Catalog Ingestion API

This is for:

Developer
Important

The Catalog Schema and Ingestion APIs are currently in closed beta. Contact your Coveo representative to learn about these APIs and how to get involved.

The Catalog Schema and Ingestion APIs offer a streamlined approach to managing catalog data indexing and updates, simplifying data integration and maintenance within a Coveo organization.

The Catalog Ingestion API provides an improved alternative to the existing catalog data operations of the Coveo Stream API. It supports full ingestion, partial updates, and data deletion. The Catalog Ingestion API ingests catalog data by validating it against the schemas you’ve defined, ensuring the integrity and consistency of data from the moment it enters the Coveo index.

Tip
Leading practices
  • Always create a schema using the Schema API before attempting to ingest data.

  • To perform all operations described in this guide, ensure your API key has the following privileges:

    Access level Domain Action

    Edit

    Catalog setup

    View and modify catalog schemas.

    Edit

    Field

    Add, delete, or modify custom fields in schemas.

    Allow

    Push items to sources

    Ingest data into your catalog.

Limitations

The APIs currently only support the ingestion of Product catalog object items. This means that if your catalog data contains items of the Variant or Availability types, you can’t use these APIs yet.

Usage

The Catalog Ingestion API supports several operations depending on what you need to do with your product data.

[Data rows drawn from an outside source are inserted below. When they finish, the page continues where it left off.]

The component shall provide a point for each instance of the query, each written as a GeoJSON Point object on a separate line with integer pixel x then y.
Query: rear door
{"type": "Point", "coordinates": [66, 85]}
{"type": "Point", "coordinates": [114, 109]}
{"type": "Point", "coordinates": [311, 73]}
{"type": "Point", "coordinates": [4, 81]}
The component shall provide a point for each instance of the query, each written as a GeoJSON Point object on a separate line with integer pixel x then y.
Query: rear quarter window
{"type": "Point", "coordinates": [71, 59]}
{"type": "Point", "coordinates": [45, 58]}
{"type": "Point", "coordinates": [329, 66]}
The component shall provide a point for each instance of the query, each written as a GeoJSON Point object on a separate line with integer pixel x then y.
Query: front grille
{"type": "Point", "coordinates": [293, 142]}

What you want to do Operation

Send product data for the first time

Ingest or replace product data

Add new products

Fully replace specific products

Update specific fields on existing products

Partial update of product data

Delete specific products by ID

Delete product data

Replace your entire product data and remove stale products

Rebuild your product data

Ingest or replace product data

To perform the initial ingestion, add new products, or fully replace existing ones, use the following endpoint:

Note

When working with existing products, the PUT endpoint performs a full replacement of the product data. This means that if you include a product with an ec_product_id that already exists in the source, all of its fields will be overwritten with the data provided in the request. Any fields that you omit from the request body for that product will be removed from the existing product in the source.

To update only specific fields of an existing product without affecting the other fields, consider using the partial update operation instead, which allows for partial updates without removing unspecified fields.

PUT /rest/organizations/<ORGANIZATION_ID>/ingest/v1/sources/<SOURCE_ID>/objects HTTP/1.1

Where:

  • <ORGANIZATION_ID> is the unique identifier of your Coveo organization. To learn how to find the organization ID, see Find your organization ID.

  • <SOURCE_ID> is the identifier of the source in which you want to ingest the product data. This source is the one created automatically when you created the catalog schema. To learn how to find the source ID for a given source, see Copy a source name or ID.

    Tip

    To find the source IDs tied to existing schemas, use the View all schemas endpoint of the Catalog Schema API.

Note

To use this endpoint, you must have the Allow access level for the Push items to sources domain.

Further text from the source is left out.